Participant Perspectives | Kyle Demes from OurResearch
Kyle Demes, OurResearch
Please explain a little about your background and why you’re interested in persistent identifier (PID) metadata and its enrichment.
My academic background is in marine ecology, but a decade ago I transitioned to a career in research management. I brought the same robust analytical approach to my professional practice that I used in my academic practice but was shocked to learn that Universities can't even get a simple list of THEIR research outputs. PIDs have promised to provide researchers, governments, funders, and research organizations with the information they need to manage their research, but the previous approach of each PID working in isolation has kept that promise from materializing (for instance, when an ORCID isn't verified when it is attached to a publication, the community loses the ability to accurately match research outputs to an author). Through open collaborations of PID organizations, we can work to collectively connect, clean, and enrich PID records to finally have reliable open information about the world's research ecosystem.
What excites you most about the potential for collaborative enrichment of PID metadata (e.g. to improve research discoverability, impact tracking, better reflect the global nature of scholarly communications)? What do you think will be the most challenging aspect to address?

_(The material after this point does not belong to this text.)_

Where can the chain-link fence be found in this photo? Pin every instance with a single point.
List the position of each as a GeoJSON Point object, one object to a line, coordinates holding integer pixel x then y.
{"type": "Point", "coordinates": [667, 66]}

My career is in this field so lots of things excite me about enriched PID metadata! As a research manager though, I'm particularly excited by how much time researchers and research organizations currently spend on administrative tasks that we can save through an open scientific knowledge graph: finding the right grant opportunities for the right researcher at the right time; finding collaborators who have never met that together are positioned to solve grand challenge; outputs reporting and tracking; etc.). Multiplied across the world, I see massive potential to catalyze more and better research just by reducing administrative burden. I think the most challenging aspect here is the same with all initiatives in the research space: change management within the research community. Academia as an institution predates many current government structures and new faculty learn practices from their supervisors and so the pace of change is glacial while the field of research metadata advances every day. Solutions already exist for most problems Universities face in the research metadata space, but they struggle to implement them because of lack of awareness, capacity, and internal political will to change. Our approach is to keep developing and refining solutions through active engagement on explicit pain points to make them as simple as possible to implement.
What successful examples of community collaboration in scholarly infrastructure have you witnessed that could inform the proposed COMET model’s development?
OpenAlex exposes a lot of open research metadata, including errors that we introduce as well as upstream errors from other open infrastructures and PID agencies. One of my favourite examples is a user letting us know that thousands of works had the wrong, and same, publication date. All of the publications had Crossref DOIs so we wrote to Crossref. They noticed that all of the records had the same instance of OJS who we reached out to. Everyone was committed to fixing the issues so OJS made sure the encoding bug was fixed, Crossref fixed the date issues, and the records got updated in OpenAlex automatically. It was brilliant. I also see Universities around the world invest significant resources (in terms of cash and in-kind person hours) in curating their research metadata in proprietary databases like Scopus, Web of Science, Dimensions, etc. So there is already expertise at Universities in curating metadata and they currently have to replicate their work for each closed data source. A model where universities divert the resources they spend on curating proprietary databases to an open infrastructure who curates the metadata openly for all downstream providers to use (including the proprietary systems!) is particularly exciting. Another example that I think has been very successful is Thoth. They provide DOI minting services to ensure that books have accurate and high quality metadata to make them easier to find. They're pros at making sure works are discoverable and the metadata is reusable and high quality. Services like this could be scaled for institutions and journals to ensure they get high quality metadata when they might be lacking the capacity internally to ensure that.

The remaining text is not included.